The format of the discussion will be a roundtable discussion with opening remarks by Mahir Polat.

To register, please email contact@angloturkishsociety.org.uk

Event Speakers

Mr Mahir Polat

Key Speaker

Istanbul Metropolitan Municipality – Deputy General Secretary (culture, arts, education and social services) Born in 1976 in Erzincan, Turkey. Mahir graduated from the Department of Archaeology and History of Art at Istanbul University Faculty of Letters in 2002. In the following year, he started his master’s degree in Architectural History at the Istanbul Technical University. In 2008, he completed his postgraduate education with his thesis on the curatorial activities of museums at the Department of Museology - Department of Art and Design, Institute of Social Sciences, YTU. He lectured in the same department on cultural heritage legislation as a visiting lecturer between 2011 and 2015. He continues his doctoral thesis focused on religious cultural heritage, which he started in 2009 at the Istanbul University. In 2005, he started to work in the General Directorate of Foundations. He worked as the Museum Director at Akaretler Atatürk Museum between 2014-2016 and at the Turkish Construction and Art Works Museum between 2016-2019. During this period, he took part in numerous museum installations and restoration works. Mahir has worked in the fields of historical cultural environment protection, museum science, religious cultural social history, social memory and architectural history. He is a member of the Board of Trustees of the History Foundation and a member of Europa Nostra Turkey, Foundation Experts Association and SODEV.

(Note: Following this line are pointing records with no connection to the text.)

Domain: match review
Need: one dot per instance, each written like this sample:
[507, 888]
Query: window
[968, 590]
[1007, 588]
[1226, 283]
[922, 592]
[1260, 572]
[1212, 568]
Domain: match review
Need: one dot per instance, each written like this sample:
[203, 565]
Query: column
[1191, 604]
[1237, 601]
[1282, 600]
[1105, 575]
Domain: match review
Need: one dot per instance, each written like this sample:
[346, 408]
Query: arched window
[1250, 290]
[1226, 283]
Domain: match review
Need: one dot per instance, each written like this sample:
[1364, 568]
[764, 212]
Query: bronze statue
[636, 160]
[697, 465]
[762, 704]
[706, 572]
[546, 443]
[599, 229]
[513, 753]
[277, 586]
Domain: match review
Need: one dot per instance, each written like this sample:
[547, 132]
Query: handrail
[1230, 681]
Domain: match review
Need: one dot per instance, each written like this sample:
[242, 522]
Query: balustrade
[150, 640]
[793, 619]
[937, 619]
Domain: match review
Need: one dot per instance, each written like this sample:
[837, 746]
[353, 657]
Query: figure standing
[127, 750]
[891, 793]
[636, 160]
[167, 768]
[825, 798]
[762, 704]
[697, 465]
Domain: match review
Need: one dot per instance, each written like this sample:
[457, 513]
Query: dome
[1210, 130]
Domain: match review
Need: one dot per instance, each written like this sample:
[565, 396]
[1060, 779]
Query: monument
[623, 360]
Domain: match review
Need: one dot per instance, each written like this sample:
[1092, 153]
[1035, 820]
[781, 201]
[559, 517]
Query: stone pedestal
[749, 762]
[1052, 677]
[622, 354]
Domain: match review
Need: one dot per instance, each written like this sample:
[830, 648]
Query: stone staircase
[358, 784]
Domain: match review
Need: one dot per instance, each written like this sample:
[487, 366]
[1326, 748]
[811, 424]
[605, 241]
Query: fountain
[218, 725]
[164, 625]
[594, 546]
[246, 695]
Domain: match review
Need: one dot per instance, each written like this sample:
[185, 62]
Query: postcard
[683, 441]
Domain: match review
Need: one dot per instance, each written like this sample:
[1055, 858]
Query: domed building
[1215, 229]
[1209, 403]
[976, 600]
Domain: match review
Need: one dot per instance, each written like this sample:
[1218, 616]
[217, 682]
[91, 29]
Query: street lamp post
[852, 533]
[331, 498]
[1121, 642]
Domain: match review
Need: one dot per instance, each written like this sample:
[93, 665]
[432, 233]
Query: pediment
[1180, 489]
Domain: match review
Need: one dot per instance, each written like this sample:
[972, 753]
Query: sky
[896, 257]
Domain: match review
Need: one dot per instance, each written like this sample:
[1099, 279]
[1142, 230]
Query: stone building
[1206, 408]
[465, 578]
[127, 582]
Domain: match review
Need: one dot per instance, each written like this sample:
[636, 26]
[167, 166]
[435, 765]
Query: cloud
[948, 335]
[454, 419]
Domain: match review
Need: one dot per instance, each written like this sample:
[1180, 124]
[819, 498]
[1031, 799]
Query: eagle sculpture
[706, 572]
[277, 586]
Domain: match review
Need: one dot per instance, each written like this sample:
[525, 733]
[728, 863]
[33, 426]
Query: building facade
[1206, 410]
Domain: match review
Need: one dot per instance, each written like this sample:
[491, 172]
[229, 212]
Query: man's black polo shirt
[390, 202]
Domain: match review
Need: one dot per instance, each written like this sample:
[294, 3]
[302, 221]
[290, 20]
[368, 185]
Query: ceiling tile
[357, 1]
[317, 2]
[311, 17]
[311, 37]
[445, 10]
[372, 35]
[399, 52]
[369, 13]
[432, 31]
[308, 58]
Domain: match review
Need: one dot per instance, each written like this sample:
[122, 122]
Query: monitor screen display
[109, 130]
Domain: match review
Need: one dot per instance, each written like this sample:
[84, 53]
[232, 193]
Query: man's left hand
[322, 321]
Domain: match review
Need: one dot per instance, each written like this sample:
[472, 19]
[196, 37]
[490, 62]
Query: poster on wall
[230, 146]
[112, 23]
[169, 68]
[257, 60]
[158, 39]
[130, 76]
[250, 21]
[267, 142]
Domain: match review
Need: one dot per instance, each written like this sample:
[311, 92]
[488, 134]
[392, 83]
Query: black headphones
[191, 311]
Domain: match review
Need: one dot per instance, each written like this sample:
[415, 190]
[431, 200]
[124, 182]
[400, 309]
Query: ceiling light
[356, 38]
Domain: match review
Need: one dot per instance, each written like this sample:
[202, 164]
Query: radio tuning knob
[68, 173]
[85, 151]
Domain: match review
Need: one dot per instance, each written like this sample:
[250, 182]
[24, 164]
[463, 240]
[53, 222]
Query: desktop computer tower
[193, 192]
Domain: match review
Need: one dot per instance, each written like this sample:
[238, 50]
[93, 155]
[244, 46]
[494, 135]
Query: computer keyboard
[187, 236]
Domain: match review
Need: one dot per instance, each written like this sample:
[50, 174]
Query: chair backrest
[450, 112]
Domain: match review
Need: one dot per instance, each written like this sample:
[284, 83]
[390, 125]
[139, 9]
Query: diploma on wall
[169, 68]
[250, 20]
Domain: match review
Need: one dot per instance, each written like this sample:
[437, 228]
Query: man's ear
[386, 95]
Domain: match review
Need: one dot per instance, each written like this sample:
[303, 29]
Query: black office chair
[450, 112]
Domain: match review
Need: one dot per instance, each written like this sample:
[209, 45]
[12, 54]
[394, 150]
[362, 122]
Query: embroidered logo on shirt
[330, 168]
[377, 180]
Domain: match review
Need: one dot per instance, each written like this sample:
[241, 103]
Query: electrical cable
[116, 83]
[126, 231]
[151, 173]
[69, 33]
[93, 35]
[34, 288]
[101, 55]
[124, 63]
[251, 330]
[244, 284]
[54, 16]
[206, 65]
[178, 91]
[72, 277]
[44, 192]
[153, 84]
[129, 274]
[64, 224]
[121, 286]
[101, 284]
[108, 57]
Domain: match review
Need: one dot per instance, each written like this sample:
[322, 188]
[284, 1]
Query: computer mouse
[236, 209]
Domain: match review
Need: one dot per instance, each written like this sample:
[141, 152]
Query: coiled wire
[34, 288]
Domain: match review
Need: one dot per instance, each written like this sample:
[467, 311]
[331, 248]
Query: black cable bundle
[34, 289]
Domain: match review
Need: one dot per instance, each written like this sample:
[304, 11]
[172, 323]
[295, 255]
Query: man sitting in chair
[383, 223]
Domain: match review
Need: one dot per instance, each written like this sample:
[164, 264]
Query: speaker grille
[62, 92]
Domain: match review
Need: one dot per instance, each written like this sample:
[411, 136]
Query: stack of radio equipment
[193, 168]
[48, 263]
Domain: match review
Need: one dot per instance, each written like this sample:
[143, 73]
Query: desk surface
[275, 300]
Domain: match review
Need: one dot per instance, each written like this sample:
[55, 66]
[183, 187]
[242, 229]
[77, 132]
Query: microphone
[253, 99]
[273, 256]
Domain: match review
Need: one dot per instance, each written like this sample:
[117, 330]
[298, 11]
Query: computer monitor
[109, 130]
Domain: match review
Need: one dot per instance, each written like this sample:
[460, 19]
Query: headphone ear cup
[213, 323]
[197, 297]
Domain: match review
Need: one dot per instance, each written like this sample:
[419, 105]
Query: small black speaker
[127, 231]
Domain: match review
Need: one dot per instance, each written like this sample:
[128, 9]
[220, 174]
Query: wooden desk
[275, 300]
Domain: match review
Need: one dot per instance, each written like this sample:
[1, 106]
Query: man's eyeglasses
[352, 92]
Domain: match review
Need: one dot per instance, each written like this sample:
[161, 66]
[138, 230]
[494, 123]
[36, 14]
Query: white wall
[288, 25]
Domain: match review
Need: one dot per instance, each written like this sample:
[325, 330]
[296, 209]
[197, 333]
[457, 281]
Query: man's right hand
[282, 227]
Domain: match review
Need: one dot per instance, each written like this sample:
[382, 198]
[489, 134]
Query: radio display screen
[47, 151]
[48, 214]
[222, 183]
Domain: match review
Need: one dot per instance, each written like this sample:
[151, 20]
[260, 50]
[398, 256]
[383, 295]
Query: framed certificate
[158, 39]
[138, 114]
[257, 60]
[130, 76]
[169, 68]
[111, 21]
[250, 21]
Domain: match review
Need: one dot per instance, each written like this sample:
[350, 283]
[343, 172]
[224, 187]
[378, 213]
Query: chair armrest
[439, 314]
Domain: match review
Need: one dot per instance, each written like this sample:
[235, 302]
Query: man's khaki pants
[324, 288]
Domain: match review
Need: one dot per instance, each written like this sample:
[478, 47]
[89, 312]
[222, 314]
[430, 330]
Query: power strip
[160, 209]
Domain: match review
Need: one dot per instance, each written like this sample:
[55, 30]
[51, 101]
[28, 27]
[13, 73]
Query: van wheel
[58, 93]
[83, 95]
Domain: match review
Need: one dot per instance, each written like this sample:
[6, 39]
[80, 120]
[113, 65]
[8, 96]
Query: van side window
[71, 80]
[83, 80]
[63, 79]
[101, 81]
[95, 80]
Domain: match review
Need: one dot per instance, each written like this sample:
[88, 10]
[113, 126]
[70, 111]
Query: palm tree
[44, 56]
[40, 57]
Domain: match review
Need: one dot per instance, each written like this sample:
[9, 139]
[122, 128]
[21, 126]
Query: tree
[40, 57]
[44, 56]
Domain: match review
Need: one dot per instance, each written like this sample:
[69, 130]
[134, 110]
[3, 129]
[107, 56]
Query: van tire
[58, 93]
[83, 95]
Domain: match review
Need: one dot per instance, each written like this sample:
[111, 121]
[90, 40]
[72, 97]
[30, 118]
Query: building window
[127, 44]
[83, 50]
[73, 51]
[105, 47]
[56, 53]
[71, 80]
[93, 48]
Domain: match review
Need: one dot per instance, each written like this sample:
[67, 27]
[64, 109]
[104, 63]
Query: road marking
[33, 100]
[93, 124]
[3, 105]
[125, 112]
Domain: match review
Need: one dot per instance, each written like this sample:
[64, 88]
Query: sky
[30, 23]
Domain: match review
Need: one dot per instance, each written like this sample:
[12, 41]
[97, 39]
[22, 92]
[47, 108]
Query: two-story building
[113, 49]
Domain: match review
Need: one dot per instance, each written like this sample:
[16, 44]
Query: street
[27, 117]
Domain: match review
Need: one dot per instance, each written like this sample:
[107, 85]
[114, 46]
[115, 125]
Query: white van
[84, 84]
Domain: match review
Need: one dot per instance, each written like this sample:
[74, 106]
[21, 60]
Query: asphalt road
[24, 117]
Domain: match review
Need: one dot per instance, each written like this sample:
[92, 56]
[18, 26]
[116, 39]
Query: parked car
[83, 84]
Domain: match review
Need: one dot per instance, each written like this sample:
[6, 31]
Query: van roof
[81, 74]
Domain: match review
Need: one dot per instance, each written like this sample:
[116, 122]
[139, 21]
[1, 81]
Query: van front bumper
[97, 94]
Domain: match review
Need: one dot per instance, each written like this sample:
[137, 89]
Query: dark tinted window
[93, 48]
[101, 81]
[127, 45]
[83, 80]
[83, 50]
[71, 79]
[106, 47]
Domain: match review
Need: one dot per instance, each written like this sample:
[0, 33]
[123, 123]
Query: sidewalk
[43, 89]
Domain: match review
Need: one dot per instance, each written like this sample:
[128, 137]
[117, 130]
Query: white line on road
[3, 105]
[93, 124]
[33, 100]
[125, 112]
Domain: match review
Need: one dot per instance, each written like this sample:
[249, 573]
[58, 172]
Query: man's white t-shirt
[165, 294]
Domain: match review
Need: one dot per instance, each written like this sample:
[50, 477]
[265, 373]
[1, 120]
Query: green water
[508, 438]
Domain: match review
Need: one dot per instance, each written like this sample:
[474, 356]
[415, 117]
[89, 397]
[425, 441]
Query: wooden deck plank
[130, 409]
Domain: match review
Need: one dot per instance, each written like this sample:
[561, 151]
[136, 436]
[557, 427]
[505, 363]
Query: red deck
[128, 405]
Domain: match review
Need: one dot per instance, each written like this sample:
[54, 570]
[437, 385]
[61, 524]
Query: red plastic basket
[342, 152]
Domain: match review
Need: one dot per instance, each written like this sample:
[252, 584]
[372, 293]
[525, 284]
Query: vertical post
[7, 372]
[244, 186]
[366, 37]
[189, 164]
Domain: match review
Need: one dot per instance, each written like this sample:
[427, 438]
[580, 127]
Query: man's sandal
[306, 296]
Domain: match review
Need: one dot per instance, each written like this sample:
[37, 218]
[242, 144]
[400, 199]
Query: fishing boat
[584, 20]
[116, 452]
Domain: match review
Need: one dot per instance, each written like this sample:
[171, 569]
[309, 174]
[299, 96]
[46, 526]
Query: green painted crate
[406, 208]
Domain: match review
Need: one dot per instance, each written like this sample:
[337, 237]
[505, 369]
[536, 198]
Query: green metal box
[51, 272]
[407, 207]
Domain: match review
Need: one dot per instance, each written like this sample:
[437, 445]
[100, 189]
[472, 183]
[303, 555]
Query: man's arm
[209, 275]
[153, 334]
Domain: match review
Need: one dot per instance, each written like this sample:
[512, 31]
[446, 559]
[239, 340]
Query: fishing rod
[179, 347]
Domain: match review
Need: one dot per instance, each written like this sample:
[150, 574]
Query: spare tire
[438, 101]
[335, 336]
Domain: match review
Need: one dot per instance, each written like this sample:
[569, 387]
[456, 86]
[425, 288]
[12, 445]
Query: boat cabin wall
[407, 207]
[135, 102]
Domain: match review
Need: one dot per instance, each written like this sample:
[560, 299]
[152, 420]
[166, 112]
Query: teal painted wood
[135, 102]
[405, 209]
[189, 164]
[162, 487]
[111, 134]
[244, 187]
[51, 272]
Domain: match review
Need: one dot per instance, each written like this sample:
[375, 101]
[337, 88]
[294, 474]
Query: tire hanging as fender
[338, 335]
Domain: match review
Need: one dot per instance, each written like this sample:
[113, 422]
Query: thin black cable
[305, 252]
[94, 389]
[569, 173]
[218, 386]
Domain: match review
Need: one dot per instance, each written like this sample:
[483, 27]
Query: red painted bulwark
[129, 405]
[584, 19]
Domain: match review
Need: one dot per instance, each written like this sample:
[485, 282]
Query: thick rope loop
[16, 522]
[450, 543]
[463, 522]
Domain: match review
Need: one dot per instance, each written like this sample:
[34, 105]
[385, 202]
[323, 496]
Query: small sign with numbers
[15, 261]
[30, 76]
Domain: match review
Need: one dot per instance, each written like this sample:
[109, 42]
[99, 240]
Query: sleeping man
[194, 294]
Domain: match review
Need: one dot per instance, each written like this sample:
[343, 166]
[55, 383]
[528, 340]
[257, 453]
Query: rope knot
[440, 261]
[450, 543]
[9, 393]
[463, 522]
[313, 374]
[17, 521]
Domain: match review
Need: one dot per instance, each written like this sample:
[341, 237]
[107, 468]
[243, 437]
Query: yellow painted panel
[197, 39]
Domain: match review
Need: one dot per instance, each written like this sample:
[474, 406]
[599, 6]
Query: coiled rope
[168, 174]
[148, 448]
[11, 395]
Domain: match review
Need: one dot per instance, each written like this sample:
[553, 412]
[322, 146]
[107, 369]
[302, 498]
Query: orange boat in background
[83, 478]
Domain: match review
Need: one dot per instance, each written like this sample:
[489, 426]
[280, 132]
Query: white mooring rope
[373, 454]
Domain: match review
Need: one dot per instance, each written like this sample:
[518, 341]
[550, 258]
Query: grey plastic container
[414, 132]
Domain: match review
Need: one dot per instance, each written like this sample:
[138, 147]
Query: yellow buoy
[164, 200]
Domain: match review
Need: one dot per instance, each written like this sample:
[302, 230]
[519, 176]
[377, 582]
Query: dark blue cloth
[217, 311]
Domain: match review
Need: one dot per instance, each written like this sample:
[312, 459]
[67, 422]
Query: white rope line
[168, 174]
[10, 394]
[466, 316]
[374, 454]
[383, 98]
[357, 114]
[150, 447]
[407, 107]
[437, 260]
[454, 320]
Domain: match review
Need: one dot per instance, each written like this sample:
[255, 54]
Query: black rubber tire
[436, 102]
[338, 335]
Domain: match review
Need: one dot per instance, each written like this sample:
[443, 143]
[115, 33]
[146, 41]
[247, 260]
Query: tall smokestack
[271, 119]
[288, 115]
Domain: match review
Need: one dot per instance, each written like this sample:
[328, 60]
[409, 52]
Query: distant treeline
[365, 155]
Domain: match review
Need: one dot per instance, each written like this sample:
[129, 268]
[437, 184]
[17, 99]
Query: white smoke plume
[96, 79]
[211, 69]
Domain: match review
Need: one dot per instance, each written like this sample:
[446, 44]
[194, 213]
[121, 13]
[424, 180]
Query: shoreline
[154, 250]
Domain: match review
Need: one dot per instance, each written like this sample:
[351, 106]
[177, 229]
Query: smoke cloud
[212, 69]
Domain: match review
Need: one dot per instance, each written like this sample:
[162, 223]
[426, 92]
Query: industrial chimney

Associate Professor Nihan Akyelken

Chair

University of Oxford; Official Fellow of Kellogg College of the University of Oxford Nihan is an Associate Professor in Sustainable Urban Development at the University of Oxford. She obtained her doctorate in Economic Geography from the University of Oxford, and her undergraduate and master degrees from the London School of Economics and Political Science in the areas of Economics and Philosophy and European Political Economy. Nihan’s research focuses on mobility, urban inequalities and access, infrastructure, labour and work.

Professor Jim Crow

Discussant

University of Edinburgh, Classical Archaeology Centre for Late Antique, Islamic and Byzantine Studies; and Chair of Council of Management at British Institute at Ankara Jim teaches Roman and Byzantine archaeology at the University of Edinburgh. He first travelled to Turkey when he was a student at Birmingham, continuing his research at Newcastle and Sofia Universities. In the late 1970s he was based in Ankara, with a Leverhulme Studentship followed by BIAA Research Fellowship where he travelled with David French along the Euphrates and was part of the first season at Tille. He was the director of excavations for the National Trust on Hadrian’s Wall from 1982-1989. He lectured at Warwick and Newcastle Universities before his current post at Edinburgh. In Turkey he has directed survey projects on the Black Sea and from 1994 in the west hinterland of Istanbul, surveying and documenting the Anastasian Wall and the Water Supply of Byzantine Constantinople.

İsmail Ertürk

Discussant

Cultural Economist; Senior Lecturer in Banking | Head of Management & Organisation Studies Group at Alliance Manchester Business School, The University of Manchester İsmail is the founding director of Cultura, an international advisory company on cultural industries that organised the first Gastro Economy Summit of Turkey in Istanbul. He has worked with the Creative Economy Programme of the United Nations Conference for Trade and Development (UNCTAD) and UNESCO on various international projects. İsmail joined the University of Manchester in January 1987, having worked previously for a merchant bank in Istanbul. From 1982-1983 he was a research fellow at Hull University. He then continued his postgraduate studies at New York University. He has taught corporate finance, bank financial management and international finance on both the School’s MBA and Executive Centre programmes.